This week's tip of the week is ast-grep.
Have you ever needed to update code across a large codebase and immediately regretted opening the search box? Regex can get you surprisingly far, but eventually you hit the wall. Code is structured. Text search is not.
That's where ast-grep comes in. It lets you search and rewrite code based on its abstract syntax tree (AST) instead of matching raw text. It understands the structure of your code, which means you can find things that would be painful, fragile, or downright impossible with traditional search.

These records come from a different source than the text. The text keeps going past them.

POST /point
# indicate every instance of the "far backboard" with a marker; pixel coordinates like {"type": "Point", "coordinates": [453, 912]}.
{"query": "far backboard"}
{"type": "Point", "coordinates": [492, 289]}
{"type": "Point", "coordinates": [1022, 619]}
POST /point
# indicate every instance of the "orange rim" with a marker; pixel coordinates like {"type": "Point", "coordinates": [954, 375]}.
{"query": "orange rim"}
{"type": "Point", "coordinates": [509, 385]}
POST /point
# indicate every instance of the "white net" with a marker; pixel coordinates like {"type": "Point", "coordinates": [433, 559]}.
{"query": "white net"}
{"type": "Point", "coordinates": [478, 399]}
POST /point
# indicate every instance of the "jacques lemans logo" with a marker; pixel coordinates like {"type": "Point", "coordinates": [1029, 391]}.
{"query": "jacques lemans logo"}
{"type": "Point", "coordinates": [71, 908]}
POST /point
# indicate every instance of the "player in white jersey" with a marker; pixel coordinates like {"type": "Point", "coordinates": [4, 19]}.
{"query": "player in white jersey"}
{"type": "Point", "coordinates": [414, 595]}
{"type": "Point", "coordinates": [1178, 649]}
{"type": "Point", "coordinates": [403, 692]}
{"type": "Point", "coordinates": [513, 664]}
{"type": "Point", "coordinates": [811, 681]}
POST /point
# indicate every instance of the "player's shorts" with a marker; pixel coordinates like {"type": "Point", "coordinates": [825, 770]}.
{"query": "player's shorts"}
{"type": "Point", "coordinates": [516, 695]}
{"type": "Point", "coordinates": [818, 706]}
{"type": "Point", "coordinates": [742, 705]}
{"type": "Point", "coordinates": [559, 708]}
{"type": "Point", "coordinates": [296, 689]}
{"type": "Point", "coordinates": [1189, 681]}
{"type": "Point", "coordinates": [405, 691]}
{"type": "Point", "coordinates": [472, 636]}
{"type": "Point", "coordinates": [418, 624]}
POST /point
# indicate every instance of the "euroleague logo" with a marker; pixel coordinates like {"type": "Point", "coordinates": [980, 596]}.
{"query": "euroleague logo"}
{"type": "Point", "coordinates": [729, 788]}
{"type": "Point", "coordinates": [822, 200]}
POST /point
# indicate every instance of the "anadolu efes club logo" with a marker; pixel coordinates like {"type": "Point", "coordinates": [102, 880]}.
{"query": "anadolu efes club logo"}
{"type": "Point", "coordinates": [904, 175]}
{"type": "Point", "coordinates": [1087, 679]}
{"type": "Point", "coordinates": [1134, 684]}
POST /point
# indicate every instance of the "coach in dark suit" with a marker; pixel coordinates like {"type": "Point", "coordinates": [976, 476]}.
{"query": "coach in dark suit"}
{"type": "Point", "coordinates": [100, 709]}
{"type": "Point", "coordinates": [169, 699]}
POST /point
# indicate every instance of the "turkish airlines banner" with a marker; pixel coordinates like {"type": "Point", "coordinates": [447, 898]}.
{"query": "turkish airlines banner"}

For example, find every console.log call:
ast-grep --pattern 'console.log($$$)'Or find every slog.New call in a Go progam:
ast-grep --lang go --pattern 'slog.New($$$)'Or find every React useEffect:
ast-grep --pattern 'useEffect($$$)'You can even perform safe code transformations across an entire project. Let's say your team deprecated a function oldApi(user) and replaced it with newApi(user). Instead of manually hunting through hundreds of files, ast-grep can find every usage and even rewrite them for you.
The real magic happens when you start creating reusable rules. Teams can use ast-grep for code migrations, enforcing conventions, detecting anti-patterns, and cleaning up large refactors.
If you've ever written a regex that looked like Klingon just to find a function call, ast-grep is worth a look.
That's it! Short and sweet. Until the next one!